Merging NBER and IPUMS CPS for multiyear datasets


I have read on this User Forum that IPUMS CPS does not have household or person unique identifiers that can be used to merge IPUMS CPS data to NBER CPS data. However because IPUMS and NBER data are sorted the same upon download, I can do a sequential merge as described here.

However, the sequential merge will only work if I’m merging one year to one year of March ASEC data, correct? For example, I cannot download 5 years of March data (say 2009-2013) from IPUMS and then expect that to be able to sequentially merge with NBER data over the same time period. If I want to do this sort of thing, then would be the process be something like this?:

  1. Download and sequentially merge single year ASEC data from NBER and IPUMS CPS for each of the five years.

  2. Create unique IDs for each person record by concatenating YEAR and some other variables (do you have a recommendation for these variables?)

  3. Append the five merged IPUMS/NBER datasets together to get a final 5-year dataset with both NBER and IPUMS variables.

Would this be a good way to obtain a five-year dataset with unique person-records and both IPUMS and NBER variables/data?

Thanks for any advice

If you download five years of March data from IPUMS, the resulting data extract is the same as if you downloaded each year separately and appended them one beneath the other.

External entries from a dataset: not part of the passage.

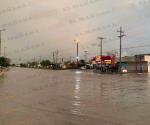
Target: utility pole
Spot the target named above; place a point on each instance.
(86, 52)
(120, 36)
(77, 42)
(1, 41)
(101, 48)
(5, 51)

As long as you append the original NBER datasets in the same manner (2009 followed by 2010 followed by 2011, etc.), there should be no issue with sequentially merging five years at the same time. As always, you should verify your merge by comparing the IPUMS and NBER values of sex, age, and race after the merge.

This final merged dataset will have multiple observations per household/person, since households can appear in consecutive years. If you are interested in linking households/persons across years, please see this document for the variables necessary to link ASEC files across time.

Hope this helps.

Thank you Tim, I will follow that procedure then.

We want to pool ASEC data across years to increase power/sample size when looking at state-level estimates for subgroups. However, as you mention, if we do this, the final merged dataset will have multiple observations per household. Since we are not matching these, we want to account for these multiple observations in the estimates and SEs. Does the sample stata code for replicate weights provided by IPUMS CPS (below) account for the multiple observations per household that appear in consecutive years of pooled ASEC data?

svyset [iw=wtsupp], jkrweight(repwtp1-repwtp160, multiplier(.025)) ///

vce(jackknife) mse

If not, is there any guidance on stata code that does this?

Thanks for your advice,